2. Não houve impugnação quanto a materialidade, autoria e dolo, inclusive porque devidamente comprovadas pelas seguintes provas: a) Representação Fiscal para Fins Penais nº 0100100-66825/2022; b) Relação de Mercadorias com Demonstrativo de Créditos Tributários Evadidos; c) Boletim de Ocorrência da PRF nº 2289080211213234519; d) Relação de Mercadorias nº 0140100-189794/2021 contendo fotos do veículo carregado com as mercadorias; e) Confissão espontânea do réu em sede de audiência de instrução e julgamento; f) Depoimento dos policiais que participaram da sua abordagem.

3. Atualmente, o princípio da insignificância é aplicável ao crime de contrabando de cigarros quando a quantidade apreendida não ultrapassar 1.000 (mil) maços, seja pela diminuta reprovabilidade da conduta, seja pela necessidade de se dar efetividade à repressão ao contrabando de vulto, excetuada a hipótese de reiteração da conduta, circunstância apta a indicar maior reprovabilidade e periculosidade social da ação (Julgado do C. STJ - Tema Repetitivo nº 1143). No caso, verifica-se por meio da Relação de Mercadorias com Demonstrativo de Créditos Tributários Evadidos que o réu transportava 3.500 (três mil e quinhentos) maços de cigarro de marca Hills, de origem paraguaia, não sendo esta quantia passível de aplicação do princípio da bagatela. Inaplicável, portanto, o princípio da insignificância.

4. Pena de prestação pecuniária. Acolhido o pleito da defesa para reduzir o valor para o valor de 01 (um) salário mínimo, por ser mais compatível com a capacidade financeira do réu e suficiente para a prevenção e repressão do crime no caso concreto.

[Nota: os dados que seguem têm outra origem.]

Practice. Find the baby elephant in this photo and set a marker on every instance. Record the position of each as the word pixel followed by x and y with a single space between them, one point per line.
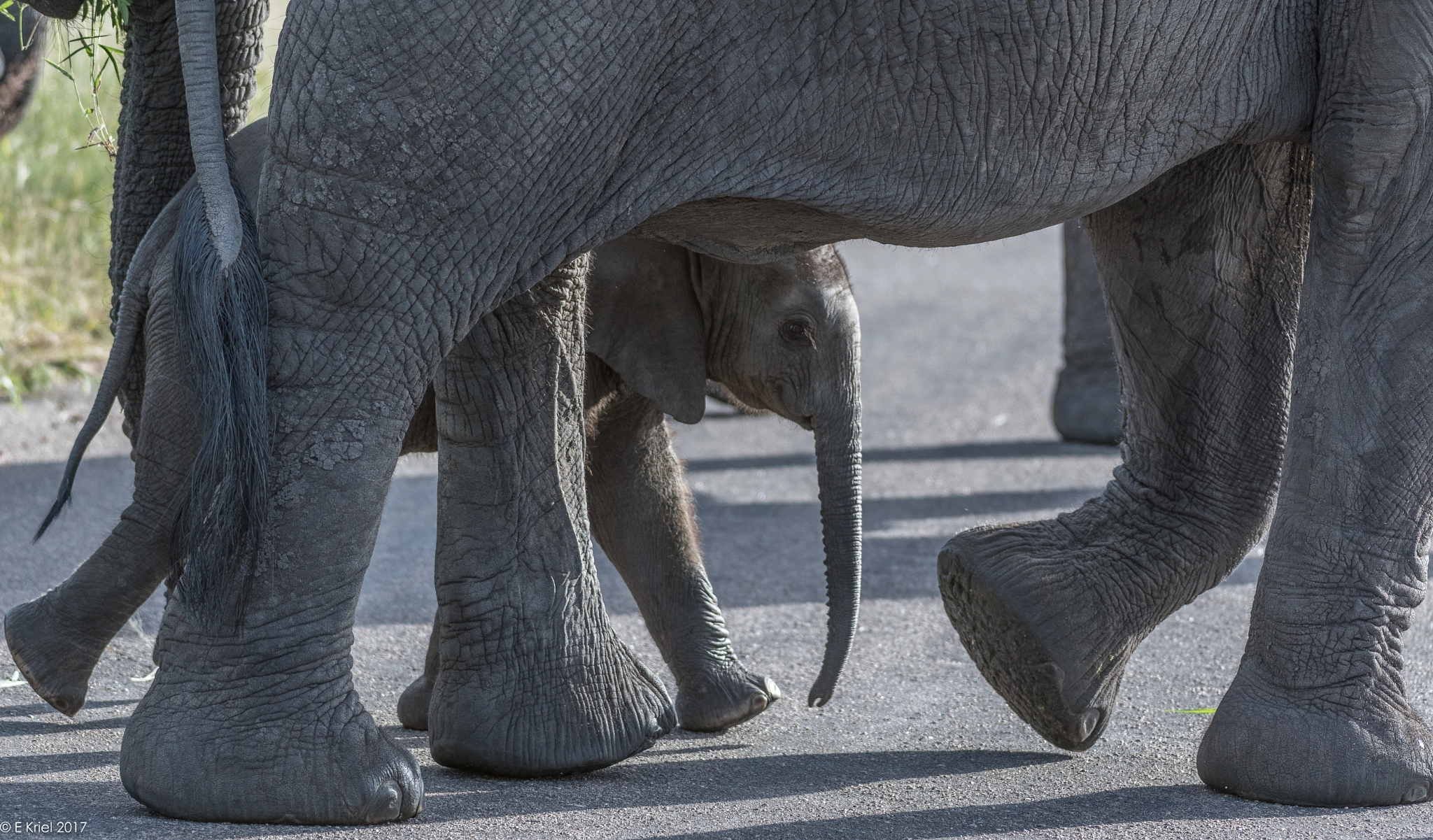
pixel 782 336
pixel 779 337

5. Da inabilitação para dirigir veículos. O Superior Tribunal de Justiça (STJ) tem firme jurisprudência no sentido de que esse efeito da sentença condenatória não é automático, devendo ser demonstrada, de forma concreta, a imprescindibilidade dessa medida. No caso dos autos, o Juízo a quo demonstrou de maneira fundamentada a imprescindibilidade da medida, em razão da reiteração delitiva do apelante. Mantida a aplicação da pena de inabilitação para dirigir veículos.

6. Apelação da defesa parcialmente provida, apenas para reduzir o valor da prestação pecuniária para 01 (um) salário mínimo.


  ACÓRDÃO

Vistos e relatados estes autos em que são partes as acima indicadas, a Décima Primeira Turma, por unanimidade, decidiu dar parcial provimento à apelação da defesa, apenas para reduzir o valor da prestação pecuniária para 01 (um) salário mínimo, nos termos do relatório e voto que ficam fazendo parte integrante do presente julgado.